The company's revenue growth was driven by a standout performance in same-store sales. Same-store sales compare results at like outlets open for more than one year. On this basis, Pacific Sunwear's sales grew 13.9% in the quarter.

Pacific Sunwear benefited from strong sales at both its Demo and namesake chains. Same-store sales at Demo increased 21.9%, while comparable-store sales at Pacific Sunwear-branded stores grew 13.2%.

But strong sales weren't the only things helping Pacific Sunwear's bottom line. The company also controlled costs in the quarter, relative to its sales surge.

As a portion of sales, the company's gross margin -- the difference between what it charges customers for its products and what it pays suppliers for them -- grew 2.3 percentage points to 34.1%. Among the factors helping boost gross margin were higher markups and decreased distribution and occupancy costs as a portion of sales, company officials said.

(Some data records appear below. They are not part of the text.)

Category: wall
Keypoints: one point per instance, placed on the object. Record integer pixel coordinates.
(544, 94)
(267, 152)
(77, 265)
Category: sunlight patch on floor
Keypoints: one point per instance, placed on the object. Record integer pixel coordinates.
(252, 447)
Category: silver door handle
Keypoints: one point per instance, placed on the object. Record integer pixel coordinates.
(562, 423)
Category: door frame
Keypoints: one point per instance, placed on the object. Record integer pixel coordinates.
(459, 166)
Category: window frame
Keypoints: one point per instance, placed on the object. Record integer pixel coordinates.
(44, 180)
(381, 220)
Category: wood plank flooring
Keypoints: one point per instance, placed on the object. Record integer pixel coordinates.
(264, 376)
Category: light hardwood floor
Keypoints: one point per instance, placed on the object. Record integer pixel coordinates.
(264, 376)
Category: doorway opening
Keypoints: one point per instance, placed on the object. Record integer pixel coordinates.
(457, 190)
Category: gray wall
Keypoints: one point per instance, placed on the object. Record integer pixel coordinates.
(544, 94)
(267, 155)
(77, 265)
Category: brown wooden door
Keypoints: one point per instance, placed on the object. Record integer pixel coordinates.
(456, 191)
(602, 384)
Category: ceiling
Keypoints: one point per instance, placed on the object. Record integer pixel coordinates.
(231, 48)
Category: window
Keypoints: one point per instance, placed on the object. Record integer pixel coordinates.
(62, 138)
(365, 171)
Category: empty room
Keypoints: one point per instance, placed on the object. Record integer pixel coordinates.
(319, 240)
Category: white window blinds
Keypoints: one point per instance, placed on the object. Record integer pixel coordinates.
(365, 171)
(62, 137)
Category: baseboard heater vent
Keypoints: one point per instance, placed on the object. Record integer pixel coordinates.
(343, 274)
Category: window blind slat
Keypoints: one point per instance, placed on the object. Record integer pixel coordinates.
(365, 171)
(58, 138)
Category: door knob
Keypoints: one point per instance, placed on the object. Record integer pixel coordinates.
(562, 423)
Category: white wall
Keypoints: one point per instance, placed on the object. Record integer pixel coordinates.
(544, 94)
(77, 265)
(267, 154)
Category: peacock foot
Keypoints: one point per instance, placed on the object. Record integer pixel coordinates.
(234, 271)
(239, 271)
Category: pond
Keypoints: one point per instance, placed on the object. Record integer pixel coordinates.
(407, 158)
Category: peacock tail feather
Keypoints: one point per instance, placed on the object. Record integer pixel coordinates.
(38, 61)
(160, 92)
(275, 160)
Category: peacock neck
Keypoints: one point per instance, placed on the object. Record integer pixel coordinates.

Meanwhile, the company's sales, general and administrative costs declined 56 basis points as a portion of revenue. Payroll and store relocation costs dropped as a portion of sales in the quarter. Partially offsetting those declines was a $2.1 million expense for restricted stock in the quarter in relation to a grant to Greg Weaver, the company's CEO.

Separately on Monday, Pacific Sunwear announced a 3-for-2 stock split. The record date of the split will be August 25. This is the sixth such split the company has initiated in the past seven years.

The company's shares closed regular trading off 35 cents, or 1.2%, to $30.20. In after-hours trading, Pacific Sunwear's stock rose 40 cents, or 1.3%, to $30.60.